L’altro obiettivo è stato quello di rendere più debole la pubblica amministrazione. Provate ad acquistare qualcosa su Consip. E’ difficile, richiede tempo e non fa risparmiare, anzi fa spendere di più, perché non risparmi su quello che compri e impieghi il tempo – molto tempo – della persona che deve istruire la pratica: e anche il tempo di chi lavora, perfino quello di noi dipendenti pubblici “fannulloni”, è una risorsa. E poi Consip è una struttura complessa, che quindi ha dei costi e che ha richiesto molti costi per essere progettata e messa in piedi; anche perché una consulenza non si nega a nessuno. Temo che alla fine, facendo i conti fatti bene, una penna acquistata su Consip costi tanto quanto se l’avessimo comprata dal cartolaio in piazza, davanti al municipio; se il risparmio non c’è o è così poco significativo, tanto valeva acquistarla dal fornitore della nostra città, facendo girare i soldi sul territorio, come facevano una volta gli enti locali, e magari scegliere quel tipo di penna che ci serviva davvero e non quella che dovrebbe andare bene in tutta Italia.
Perfino se funzionasse bene, Consip rischia di essere un danno. Se poi gli appalti vengono truccati capite che pericolo rappresenta, perché in questo paese le economie di scala rischiano non di far risparmiare i cittadini, ma soltanto quelli che devono pagare le tangenti: costa meno corrompere il responsabile di un’unica centrale di committenza che gli ottomila funzionari degli ottomila comuni italiani, con il rischio che qualcuno di questi sia perfino onesto e ti denunci.
Consip è stata creata per delegittimare la pubblica amministrazione e per renderla meno capace, e quindi più debole, perché sempre più adesso un tecnico che deve far fare un lavoro per l’ente in cui lavora – e quindi a beneficio di noi cittadini – non è qualcuno che sa come quel lavoro deve essere fatto e quanto può costare farlo, ma uno che sa districarsi in un mare caotico e farraginoso di norme, che non esce mai dal suo ufficio, perché il suo lavoro si riduce tutto alla redazione di atti e non sa cosa avviene fuori: non sa come quella strada viene fatta né come dovrebbe essere fatta. Consip, come i bizantinismi di Cantone, sembrano fatti apposta per dissuadere una funzionario onesto a fare bene quello che sa e deve fare e per spingere quello disonesto a rubare di più, approfittando proprio di questa confusione, di queste norme contorte, che cambiano a ogni stormire di foglie.
Sempre al di là dei fatti di malaffare – che vedremo se saranno provati – Consip non serve a combattere la corruzione perché questa si combatte solo quando chi lavora nella pubblica amministrazione è preparato, conosce il suo lavoro e sa che ha sopra di sé e al suo fianco amministratori che sanno e cittadini consapevoli. In questi anni invece abbiamo – e purtroppo è qualcosa di cui anche i governi del centrosinistra portano piena responsabilità – fatto in modo che la pubblica amministrazione fosse più debole.
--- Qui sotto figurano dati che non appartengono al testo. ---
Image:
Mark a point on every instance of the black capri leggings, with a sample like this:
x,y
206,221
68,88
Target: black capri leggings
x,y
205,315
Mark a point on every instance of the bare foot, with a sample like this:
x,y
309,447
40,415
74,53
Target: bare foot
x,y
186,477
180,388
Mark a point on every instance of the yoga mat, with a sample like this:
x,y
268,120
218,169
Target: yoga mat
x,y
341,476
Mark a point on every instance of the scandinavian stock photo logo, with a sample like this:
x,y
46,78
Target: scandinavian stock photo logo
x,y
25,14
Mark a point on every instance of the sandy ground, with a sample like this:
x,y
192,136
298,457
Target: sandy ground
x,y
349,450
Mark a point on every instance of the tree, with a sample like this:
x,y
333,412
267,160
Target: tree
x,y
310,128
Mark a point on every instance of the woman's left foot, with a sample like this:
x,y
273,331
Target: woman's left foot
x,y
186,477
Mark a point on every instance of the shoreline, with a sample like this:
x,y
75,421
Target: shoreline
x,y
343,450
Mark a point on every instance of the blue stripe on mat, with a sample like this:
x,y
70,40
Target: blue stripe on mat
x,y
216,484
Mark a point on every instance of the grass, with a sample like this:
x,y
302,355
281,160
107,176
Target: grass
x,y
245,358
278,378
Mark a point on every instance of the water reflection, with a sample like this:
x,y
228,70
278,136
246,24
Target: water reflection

E questo non è solo un problema di noi dipendenti pubblici, ma un problema di noi cittadini, che siamo più poveri, perché una pubblica amministrazione che funziona male impoverisce la società. E in questi quindici anni noi cittadini, compreso il cartolaio della piazza davanti al municipio, ci siamo impoveriti, e si sono arricchiti soltanto quei pochissimi che vendono migliaia di penne e quelli che loro “finanziano” affinché noi possiamo continuare ad acquistarle, pagando di più.